Les mois passent et il n’y a pas de place où que ce soit pour le bébé. Il est en file d’attente dans les crèches, il n’y a plus de nourrice à un prix abordable dans le quartier ni même au-delà. L’argent commence à manquer, il faut très vite que la jeune femme retourne travailler. De ce côté-là, sa situation est un peu meilleure : elle a une place dans son salon de coiffure, ils l’attendent. Le bébé grandit et doit déjà changer de lit , mais toujours pas de place en garderie. La mère, elle, ne peut plus payer son loyer, et est obligée de retourner vivre chez ses parents dans l’attente d’une place en crèche pour son petit.

Dans le même temps, la procédure de divorce engagée coûte de l’argent et du temps. Elle fait toutes les démarches pour avoir droit aux aides aux mères seules, va voir les associations. Mais là encore rien n’avance, les réponses n’arrivent pas. La petite ville de banlieue où elle habite est sans doute trop loin des belles promesses de la capitale. Elle a conscience qu’elle n’est pas seule dans cette situation : parmi les femmes comme elles, certaines s’en sortent, en provoquant des scandales pour obtenir ce qui leur revient de droit, mais d’autres craquent, ou pire encore. Elle, elle est très forte, elle résiste et continue de se battre dans son bon droit pour essayer de s’en sortir.

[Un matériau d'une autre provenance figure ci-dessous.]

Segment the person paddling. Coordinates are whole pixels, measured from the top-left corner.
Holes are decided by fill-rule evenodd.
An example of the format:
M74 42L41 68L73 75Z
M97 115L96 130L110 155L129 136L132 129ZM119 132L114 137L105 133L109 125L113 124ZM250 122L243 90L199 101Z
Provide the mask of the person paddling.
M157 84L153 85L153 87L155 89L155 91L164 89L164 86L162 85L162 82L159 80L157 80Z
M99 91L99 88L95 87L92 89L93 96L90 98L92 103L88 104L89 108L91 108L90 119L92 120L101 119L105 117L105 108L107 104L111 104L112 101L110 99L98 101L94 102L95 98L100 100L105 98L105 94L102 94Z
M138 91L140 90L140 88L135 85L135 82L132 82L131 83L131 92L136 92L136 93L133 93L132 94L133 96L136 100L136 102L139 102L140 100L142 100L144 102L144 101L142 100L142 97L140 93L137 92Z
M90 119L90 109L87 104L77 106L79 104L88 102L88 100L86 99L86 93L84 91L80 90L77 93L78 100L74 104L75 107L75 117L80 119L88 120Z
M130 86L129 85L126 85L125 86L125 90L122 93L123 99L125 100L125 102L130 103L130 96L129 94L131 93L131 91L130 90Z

Elle ne veut pas se changer pour obtenir ce que la société lui doit, elle reste elle-même, fidèle à ses valeurs, et elle a raison.

Parce que notre société ne permet plus de réparer les erreurs familiales, cette jeune femme est coincée : tant qu’elle n’aura pas de place en crèche pour son petit, elle ne pourra pas travailler et donc pas se payer un chez elle, se payer sa vie, sa liberté. Elle est en prison, aucun lien ne semble se desserrer. Plus le temps passe et plus sa situation est difficile. Le pire, c’est que sa situation ne devrait pas exister si certains droits essentiels étaient respectés : droit au travail, droit au logement, et peut-être au dessus de tous, fondamental, droit de pouvoir mener sa vie librement même avec un enfant, ce qui implique forcément un droit à la garde de son enfant. Aujourd’hui, le droit au travail est remis en cause au nom de l’économie de marché et d’une pseudo liberté d’entreprendre. Aujourd’hui, le droit au logement est remis en cause pour le bénéfice de quelques profiteurs. Mais rien ne peut ni ne doit justifier la remise en cause du simple droit à une place en crèche pour des enfants. Et ce d’autant plus que le respect de ce simple droit suffirait à sortir notre jeune mère de sa précarité dramatique.

Dans cette société si riche et si inégalitaire, les puissants ont tendance à oublier trop souvent le droit de chacun de vivre dignement. La situation de cette femme, volontaire, combattant l’injustice avec ses modestes armes est indigne d’une société qui a vu naître les idées des Lumières il y a deux siècles. Le rôle d’une société, d’un Etat, d’un gouvernement, ce n’est pas de rassurer les marchés financiers, c’est de donner à chacun de ses citoyens une liberté toujours plus grande dans ce monde. Le système capitaliste prive les hommes de leur liberté, et les prisons d’argent agréables de quelques privilégiés ne justifieront jamais les prisons de misère de tous les autres.